To implement and debug the RL algorithm, I referred to posts Debugging RL, Without the Agonizing Pain and The 37 Implementation Details of Proximal Policy Optimization.

I used Colab Pro+ environment to enable background running and more compute. The experimentation is done using 1 V100 GPU.

I have generated the Result Report in Weights & Bias. It shows

1. Increasing amount of episode return
2. reasonable amount of ratios clipped by PPO.
3. Small and fairly stable approximate KL.
4. Policy entropy (relative entropy) falls gradually
5. Value residual Variance (1 - value explained variance) tend to something positive.
6. Mean and standard deviation for advantage normalization are fairly stable and mean is pretty close to zero.

Another closer look at the episode return. It shows that using IMPALA model performs better than traditional CNN, especially at bigfish environment.

Other than these results, I found implementing the PPO algorithm under customized easy probing environments quite helpful. It is also helpful to achieve decent performance under CartPole environment and Atari environments before moving into harder Procgen Environments.

Extensively track the metrics can also be helpful to debug where things went wrong or well, though relying on some of them solely might be inadequate.

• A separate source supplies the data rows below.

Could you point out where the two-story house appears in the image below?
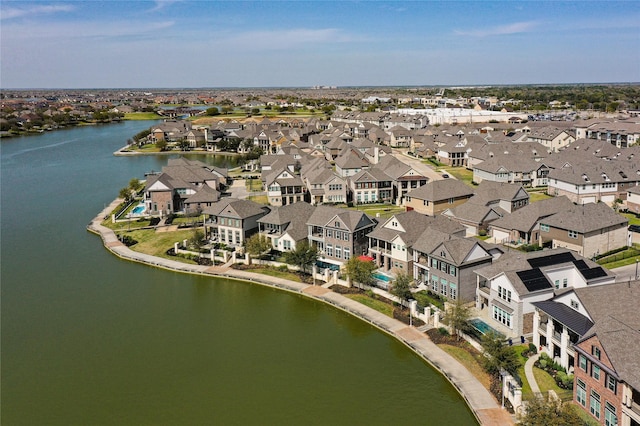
[307,206,377,266]
[569,281,640,426]
[540,203,629,258]
[475,249,615,337]
[404,179,474,216]
[258,202,315,251]
[203,198,270,247]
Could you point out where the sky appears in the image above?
[0,0,640,89]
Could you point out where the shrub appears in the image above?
[438,327,449,336]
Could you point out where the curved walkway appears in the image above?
[87,200,514,426]
[524,352,540,395]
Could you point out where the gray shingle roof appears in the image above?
[543,203,629,234]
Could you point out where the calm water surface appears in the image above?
[0,122,475,425]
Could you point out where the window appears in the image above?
[591,364,600,381]
[604,402,618,426]
[576,379,587,407]
[589,390,600,419]
[498,286,511,302]
[591,346,600,359]
[607,374,618,394]
[578,355,587,371]
[493,306,511,328]
[449,283,458,299]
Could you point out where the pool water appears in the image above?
[373,272,393,283]
[131,204,146,214]
[469,318,503,335]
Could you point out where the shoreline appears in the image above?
[87,199,514,426]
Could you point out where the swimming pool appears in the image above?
[373,271,393,283]
[131,204,146,215]
[469,318,504,336]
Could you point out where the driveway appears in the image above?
[391,149,443,181]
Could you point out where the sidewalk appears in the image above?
[87,205,514,426]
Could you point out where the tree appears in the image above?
[118,187,133,204]
[391,272,412,300]
[187,228,204,251]
[245,234,271,257]
[346,257,378,286]
[518,397,584,426]
[444,299,471,340]
[284,241,318,273]
[482,332,520,376]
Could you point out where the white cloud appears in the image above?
[0,4,75,21]
[218,28,358,50]
[455,21,538,37]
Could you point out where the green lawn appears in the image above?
[438,344,491,389]
[620,213,640,225]
[338,204,405,219]
[533,367,573,401]
[247,195,269,206]
[245,268,302,283]
[124,112,162,120]
[244,179,262,192]
[343,294,393,318]
[126,229,195,264]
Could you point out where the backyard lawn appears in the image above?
[343,293,393,318]
[125,229,195,264]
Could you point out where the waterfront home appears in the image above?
[202,198,270,247]
[368,211,464,276]
[475,249,615,344]
[143,158,227,216]
[488,196,573,245]
[307,206,377,266]
[568,281,640,425]
[258,202,315,251]
[413,233,504,302]
[539,203,629,258]
[404,179,474,216]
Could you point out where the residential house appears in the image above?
[307,206,377,266]
[263,168,307,206]
[348,168,393,204]
[372,155,429,205]
[533,281,640,376]
[475,249,615,346]
[539,203,629,258]
[258,202,315,251]
[144,158,227,216]
[569,281,640,425]
[488,196,573,244]
[404,179,474,216]
[521,126,576,152]
[202,198,270,247]
[547,140,640,205]
[413,233,503,302]
[368,211,463,275]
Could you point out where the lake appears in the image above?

I am confused by residual variance oscillation inside CartPole environment before, i.e. the residual variance doesn’t go smoothly towards a positive value, but oscillate wildly. It turns out that this can be due to the inherent simplicity of the CartPole environment: it doesn’t need much value estimation, but more relying on planning. This cause the value estimation to be unstable.

Overall I found this exercise quite helpful for me to understand the PPO algorithm and generally RL algorithm structure.